Pero la proliferación de estos iconos erosiona su ficción curativa, y la sonoridad de sus trinos se apaga en el estrépito de los tiempos. Es probable que nuestros diálogos urbanos se formulen entre el dinero que embiste y los artistas que cantan, por más que el vino de su voz haya dejado de emborracharnos. Regresando a la teología enológica benedictina, las arquitecturas simbólicas producen más resaca que euforia.

La reacción contra las obras emblemáticas no tiene tanto origen en su papel tradicional de propaganda del poder o en su función contemporánea de motor de la industria turística cuanto en su multiplicación incontrolada, con la secuela inevitable de dilución de la singularidad y menoscabo de la calidad. La metástasis icónica ha alimentado también protestas proteccionistas, como el reclamo de mayor protagonismo para la nueva generación de arquitectos británicos en los proyectos para los Juegos Olímpicos de 2012. O el reclamo de los italianos por la proliferación de encargos a extranjeros que ponen en riesgo "la investigación arquitectónica iniciada en los treinta".

Aunque algunas de estas demandas sean mezquinas, entran en sintonía con el clima emocional de una Europa, demográficamente envejecida, incapaz de competir con Asia. Pero, emplean como combustible la irritación por los excesos del star system, unas vedettes fatigadas que no siempre suministran la calidad que se espera de ellas.
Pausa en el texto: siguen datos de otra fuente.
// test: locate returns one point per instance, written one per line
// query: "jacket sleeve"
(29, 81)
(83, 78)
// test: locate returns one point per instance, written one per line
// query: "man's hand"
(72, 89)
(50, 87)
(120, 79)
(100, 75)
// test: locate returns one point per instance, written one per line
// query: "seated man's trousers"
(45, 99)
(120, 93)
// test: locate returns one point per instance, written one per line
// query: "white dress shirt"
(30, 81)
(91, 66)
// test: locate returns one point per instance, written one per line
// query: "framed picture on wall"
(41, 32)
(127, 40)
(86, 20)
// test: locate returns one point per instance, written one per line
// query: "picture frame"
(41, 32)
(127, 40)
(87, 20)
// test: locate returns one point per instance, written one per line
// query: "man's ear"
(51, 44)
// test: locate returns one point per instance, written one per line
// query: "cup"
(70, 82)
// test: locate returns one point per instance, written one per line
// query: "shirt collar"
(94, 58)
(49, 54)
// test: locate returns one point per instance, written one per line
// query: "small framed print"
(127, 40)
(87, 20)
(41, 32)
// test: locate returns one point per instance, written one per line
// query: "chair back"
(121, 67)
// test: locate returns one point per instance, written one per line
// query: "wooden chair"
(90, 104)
Este no es precisamente el caso de los autores de los dos manifiestos mencionados: los jóvenes británicos, además de menospreciar a los extranjeros, se enfrentan a la generación de los dos lores de la alta tecnología, Foster y Rogers (cuyos méritos arquitectónicos son incomparables con los de sus detractores) y los veteranos italianos llevan mucho tiempo sin construir edificios de interés semejante a los de las estrellas internacionales que aspiran a excluir de su país.

Por mucho que censuremos las extravagancia formal o el costo de las obras de autor, conviene recordar que —como solía decir Alejandro de la Sota— los arquitectos procuran dar liebre por gato, ofreciendo a la sociedad mayor esfuerzo del que a menudo demanda. Sólo aquellos que han renunciado a esa integridad autoexigente pueden ser secuestrados por la complacencia censurable del que da menos de lo que promete su prestigio.
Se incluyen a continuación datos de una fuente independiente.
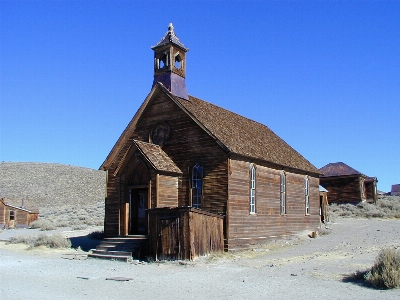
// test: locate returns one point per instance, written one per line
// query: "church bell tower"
(170, 64)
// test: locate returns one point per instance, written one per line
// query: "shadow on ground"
(85, 242)
(357, 278)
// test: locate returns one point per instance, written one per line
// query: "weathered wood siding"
(188, 144)
(248, 230)
(22, 217)
(342, 189)
(184, 233)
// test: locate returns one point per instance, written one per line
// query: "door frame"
(128, 222)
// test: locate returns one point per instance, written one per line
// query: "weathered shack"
(194, 178)
(395, 191)
(12, 216)
(347, 185)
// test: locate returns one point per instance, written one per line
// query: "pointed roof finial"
(170, 37)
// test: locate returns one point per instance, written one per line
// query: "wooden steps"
(121, 248)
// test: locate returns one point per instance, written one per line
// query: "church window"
(283, 193)
(252, 189)
(307, 196)
(197, 185)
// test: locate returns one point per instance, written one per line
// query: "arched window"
(283, 193)
(197, 185)
(362, 188)
(307, 193)
(252, 189)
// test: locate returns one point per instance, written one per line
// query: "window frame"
(282, 199)
(307, 195)
(252, 194)
(196, 189)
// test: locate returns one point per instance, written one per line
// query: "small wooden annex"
(195, 178)
(15, 217)
(347, 185)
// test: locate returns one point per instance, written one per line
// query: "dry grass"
(66, 196)
(386, 207)
(55, 241)
(43, 225)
En ocasiones se producen accidentes, como en el Parlamento de Escocia, una obra de belleza emocionante que le permitió a Enric Miralles ganar el Premio Stirling póstumamente a pesar del escándalo por su enorme presupuesto.
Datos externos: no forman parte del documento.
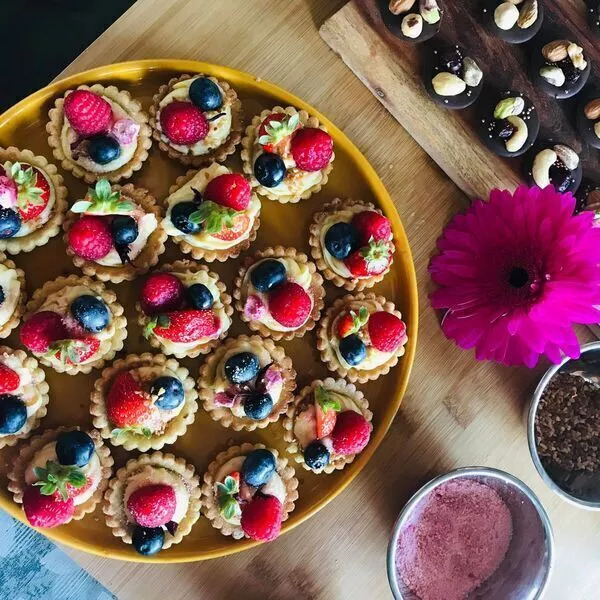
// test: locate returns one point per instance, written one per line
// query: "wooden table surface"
(456, 412)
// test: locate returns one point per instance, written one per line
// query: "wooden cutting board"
(391, 69)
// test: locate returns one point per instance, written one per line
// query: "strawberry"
(152, 505)
(88, 113)
(312, 149)
(386, 331)
(289, 304)
(275, 132)
(46, 511)
(230, 189)
(9, 379)
(184, 326)
(183, 123)
(372, 226)
(372, 259)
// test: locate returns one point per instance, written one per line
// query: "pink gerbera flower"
(516, 273)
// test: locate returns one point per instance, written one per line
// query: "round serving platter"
(23, 126)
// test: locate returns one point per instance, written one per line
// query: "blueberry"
(258, 406)
(353, 350)
(13, 413)
(341, 240)
(172, 394)
(241, 367)
(147, 540)
(180, 217)
(91, 313)
(205, 94)
(75, 448)
(269, 169)
(10, 223)
(316, 456)
(199, 296)
(104, 149)
(258, 467)
(267, 275)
Sin embargo, ningún gran proyecto se libra de la polémica periodística y del escándalo político y, tanto la ópera de Sidney como el museo Pompidou o el Guggenheim bilbaíno fueron "capolavori" recibidos con el mismo estrépito que hoy rodea la Ciudad de las Artes y las Ciencias de Valencia o la Ciudad de la Cultura de Galicia, dos obras titánicas que acaso sean también las obras maestras de sus autores, por más que hoy sólo podamos ver la desmesura de su escala con una conciencia de culpa que agría el vino en la copa.

Si las arquitecturas de autor merecen moderarse, será sin duda porque expiatoriamente hayamos decidido construir menos edificios y hacer más ciudad, porque sólo desde la continuidad física y temporal de lo urbano podemos aspirar a canalizar las corrientes turbulentas que transforman el mundo material, y sólo desde la conciencia de la prioridad de lo colectivo podemos procurar capear las tempestades históricas que sacuden el universo social. Pero no será porque una generación emergente u otra en declive reclamen medidas proteccionistas frente a las estrellas extranjeras.

La alta competición arquitectónica es exigente y los arquitectos que defraudan sufren una erosión inmediata en su reputación que se traslada enseguida al entorno profesional o académico. Y, con algún retraso, al público y a los clientes. En ese desfase es donde proliferan la mayor parte de las patologías. Aunque también podríamos clasificar como tales los disparates que cada generación construye con la convicción unánime de haber hallado la piedra filosofal, cuando a menudo son producto de modas que se desvanecen.

Pero la decadencia de algunas celebridades y la caducidad intrínseca de la moda se suman estos días para emitir una señal de alarma arquitectónica similar a los "profit warnings " que publican las empresas cotizadas para informar al mercado de que sus beneficios serán inferiores a los previstos.